Dale drained half the mug before responding. “What’s the gain? They’ve already sunk my career.”

“Do you have other enemies who’d see this as a way to retaliate?”

“Not me.” He drained the mug. “But Erin does.”

“Of course.”

“Even so, stealing a child wouldn’t be their way. They’d go after what would hurt her the most. Her career.”

“Would they kill her?”

“Maybe. Opera’s like every other art form, too many talented people hunting too few spots. It breeds a special form of viciousness. Why are you asking?”

“You mean, other than the fact that I’ve got to clear you of a murder charge?” Marcus glanced at his watch. “I need to be rolling. You’re welcome to come along if you like.”

Dale gestured at the pile of grass-stained clothes he’d worn since the arrest. “Got something that’d fit me?”

The man outweighed him by forty pounds. “Sweats only,” Marcus replied. “But I seriously doubt anybody will mind.”

The day was quiet and drenched with eight o’clock sun. Dale endured the ride in stoic silence. When they pulled into the church parking lot and Dale remained where he was, Marcus wondered if he had made a mistake, bringing this broken man to a black country church. Then he realized Dale’s gaze rested upon the hillside, where the New Horizons headquarters glinted like a polarized tombstone to his own career.

“You okay with all this?”

“I was just thinking,” Dale said. “How hard it is to be so wrong about love.”

Marcus kept his engine running and the car cool. Now that they were here, he felt no urge to move inside. “Do something for me, will you? Think back to the last time you saw Erin. I mean, before New York.”

“When she took Celeste.”

“Tell me about that night.”

Dale looked at him. “Why?”

He understood the man’s desire to avoid the pain of inspecting a running sore. “Kirsten has the feeling maybe there’s an ulterior motive at work. Something we’ve missed up to now.”

Dale turned back to the front windshield. “Erin called and said she was over for another PBS special.”

“You mean, back in the States.”

“She wanted to come down and talk. How could I refuse her? She hadn’t seen her baby in months. We met for dinner. The worst in a long line of bad moves.”

“You did the only thing you could, Dale.”

“She played her charm card. Again. I let myself get taken in. Again.”

“What did you talk about?”

“The usual. Her career. Mine. She wanted to know about the burglary.”

“The what?”

“A couple of guys broke into the house. Didn’t I tell you about this?”

Something niggled at his mind, but Marcus could not bring the pieces together. “It was a week or so before she came down?”

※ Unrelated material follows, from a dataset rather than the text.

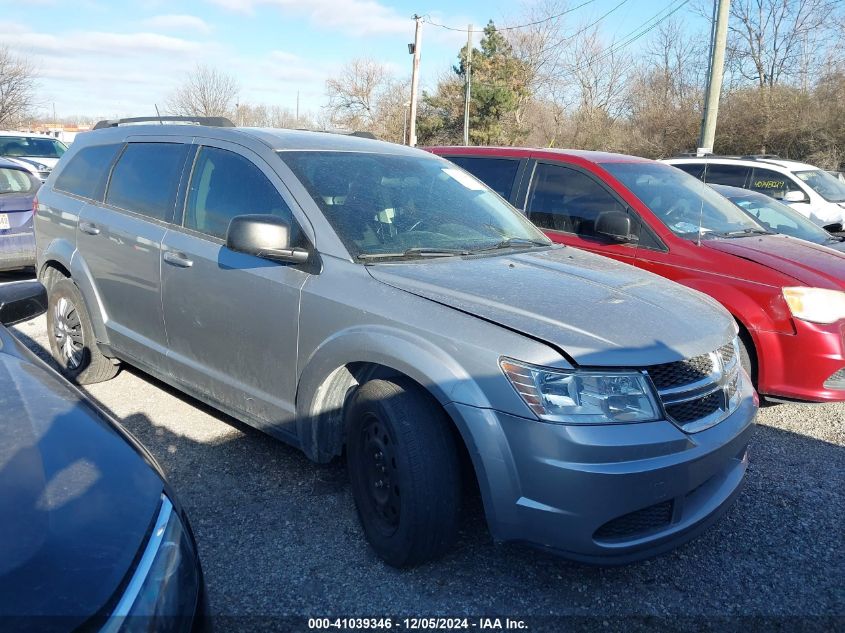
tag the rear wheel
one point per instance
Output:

“Five days, maybe six. I caught them in the act. Clocked them with a lamp. Made the papers.” He shrugged. No big deal in the grand scheme. “Erin and I had your normal catch-up kind of talk.”

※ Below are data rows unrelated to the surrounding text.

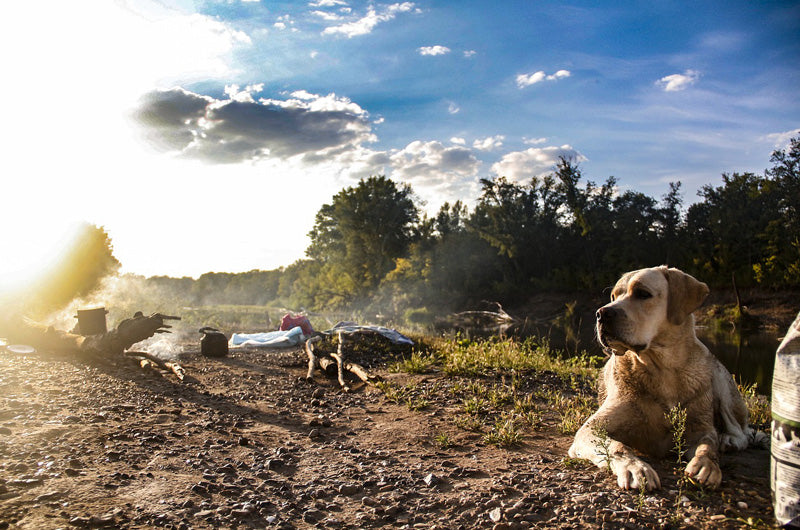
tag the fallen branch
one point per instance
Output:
(148, 359)
(326, 362)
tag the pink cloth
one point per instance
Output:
(290, 321)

“What happened after dinner?”

“She drove me home. Like usual when I’d been drinking.” He rubbed his face, pushing the glasses up to his forehead, revealing the white splotches on his temples and the weary creases and the eyes of one already convicted and condemned. “Another major mistake.”

“You passed out?”

“Apparently. I don’t remember. One minute I was on the sofa in the back room, the next I was in bed and the house was on fire.”